Demystifying Healthcare Billing: Understanding the Difference Between 837 and 835
In the complex landscape of healthcare billing, efficient and accurate communication between healthcare providers and payers is crucial.

In the complex landscape of healthcare billing, efficient and accurate communication between healthcare providers and payers is crucial for smooth financial transactions. Two essential electronic transaction standards that play a pivotal role in this process are the 837 and 835. These standards, developed by the Accredited Standards Committee (ASC) X12, govern the exchange of healthcare claim and payment information. In this article, we will delve into the key distinctions between the 837 and 835 transactions in the realm of healthcare billing.
- 837 Transaction: The Claim Submission
The 837 transaction, also known as the Health Care Claim: Professional (837P) or Institutional (837I), is used by healthcare providers to submit claims to payers. This electronic format streamlines the submission process, reducing errors and accelerating the reimbursement cycle. The 837 includes comprehensive information about the services rendered, such as:
- Patient information
- Provider details
- Procedure and diagnosis codes
- Service dates
- Claim amounts and charges
Essentially, the 837 serves as the bridge between healthcare providers and payers, ensuring that accurate and detailed information is communicated for reimbursement.
- 835 Transaction: The Electronic Remittance Advice (ERA)
Contrary to the 837, the 835 transaction deals with the payment side of healthcare billing. It is known as the Health Care Claim Payment/Advice (835) and serves as the Electronic Remittance Advice (ERA). The 835 provides a detailed explanation of payments made by the payer to the healthcare provider. Key components of the 835 include:
- Payment information (amount paid, adjustments, etc.)

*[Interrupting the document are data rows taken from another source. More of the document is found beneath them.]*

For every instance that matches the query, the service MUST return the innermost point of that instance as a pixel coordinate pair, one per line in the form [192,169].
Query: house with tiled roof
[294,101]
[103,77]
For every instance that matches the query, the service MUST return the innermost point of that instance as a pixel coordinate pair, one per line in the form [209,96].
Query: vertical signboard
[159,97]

- Claim details (reference numbers, dates)
- Adjustment reason codes
- Patient responsibility information
- Provider information
By leveraging the 835 transaction, healthcare providers can reconcile their accounts receivable, track payment discrepancies, and identify any denied or adjusted claims.
- Interconnected Workflow: The Claim Lifecycle
Understanding the relationship between the 837 and 835 is crucial for comprehending the end-to-end healthcare billing process. The workflow typically unfolds as follows:
- 837 Submission: Healthcare providers transmit claims electronically to payers using the 837 format, initiating the billing process.

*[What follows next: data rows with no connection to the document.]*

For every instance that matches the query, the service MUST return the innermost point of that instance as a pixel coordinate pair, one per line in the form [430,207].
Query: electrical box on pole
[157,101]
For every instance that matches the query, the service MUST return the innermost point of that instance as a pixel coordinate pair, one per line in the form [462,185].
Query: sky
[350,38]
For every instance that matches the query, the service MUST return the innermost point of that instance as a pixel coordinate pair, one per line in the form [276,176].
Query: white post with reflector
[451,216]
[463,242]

- Payer Processing: Payers receive the 837 claims and process them, determining the appropriate reimbursement amounts and any adjustments.
- 835 Remittance: Payers send the 835 transaction to healthcare providers, detailing the payment information and reasons for any adjustments made during processing.

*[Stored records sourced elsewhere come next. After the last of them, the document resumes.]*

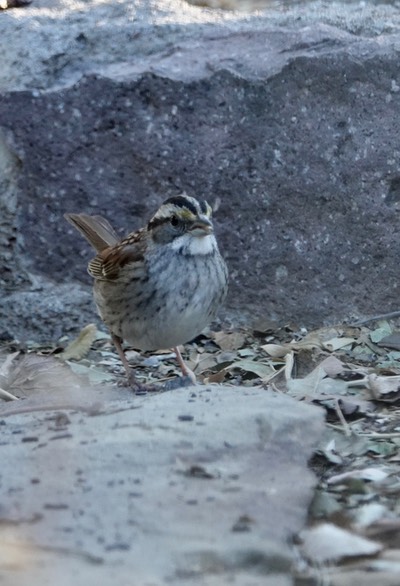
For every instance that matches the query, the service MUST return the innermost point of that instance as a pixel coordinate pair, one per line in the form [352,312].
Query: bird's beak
[201,227]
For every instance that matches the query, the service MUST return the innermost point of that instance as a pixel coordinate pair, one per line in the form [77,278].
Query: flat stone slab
[286,120]
[202,485]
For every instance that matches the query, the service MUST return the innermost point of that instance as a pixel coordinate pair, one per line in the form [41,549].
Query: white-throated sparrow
[160,286]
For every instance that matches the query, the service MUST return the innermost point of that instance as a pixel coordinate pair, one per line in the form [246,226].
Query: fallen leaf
[229,340]
[376,475]
[381,332]
[277,350]
[258,368]
[337,343]
[80,347]
[384,388]
[328,543]
[391,341]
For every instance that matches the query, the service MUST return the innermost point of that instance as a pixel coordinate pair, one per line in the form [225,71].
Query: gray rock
[136,487]
[287,119]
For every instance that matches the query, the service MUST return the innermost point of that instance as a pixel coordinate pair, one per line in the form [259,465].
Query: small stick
[7,396]
[375,318]
[342,419]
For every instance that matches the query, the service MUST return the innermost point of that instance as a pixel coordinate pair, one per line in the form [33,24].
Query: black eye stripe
[182,202]
[155,222]
[203,206]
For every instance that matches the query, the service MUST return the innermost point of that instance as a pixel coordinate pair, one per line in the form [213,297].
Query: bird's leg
[186,372]
[129,372]
[132,380]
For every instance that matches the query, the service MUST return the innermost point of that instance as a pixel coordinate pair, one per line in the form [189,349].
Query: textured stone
[198,486]
[286,121]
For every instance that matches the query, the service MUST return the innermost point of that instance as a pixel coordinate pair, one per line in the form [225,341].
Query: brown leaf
[229,340]
[384,388]
[79,347]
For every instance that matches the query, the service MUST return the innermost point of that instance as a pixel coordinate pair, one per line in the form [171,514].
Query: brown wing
[97,231]
[108,263]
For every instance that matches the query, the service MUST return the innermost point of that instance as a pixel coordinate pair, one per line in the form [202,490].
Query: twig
[379,435]
[7,396]
[342,419]
[375,318]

- Reconciliation: Healthcare providers use the information in the 835 to reconcile their accounts, ensuring that payments align with the submitted claims.
- Benefits of Standardization: Enhanced Efficiency and Accuracy
The utilization of standardized formats like the 837 and 835 brings several benefits to the healthcare billing process. Standardization streamlines communication, reduces manual errors, and accelerates reimbursement cycles. Additionally, it facilitates interoperability among different healthcare systems and ensures compliance with regulatory requirements.
Conclusion:
In the intricate landscape of healthcare billing, the 837 and 835 transactions play indispensable roles in facilitating the exchange of claim and payment information between healthcare providers and payers. By understanding the nuances of these electronic standards, stakeholders can optimize their billing processes, enhance efficiency, and ensure accurate financial transactions in the dynamic healthcare ecosystem.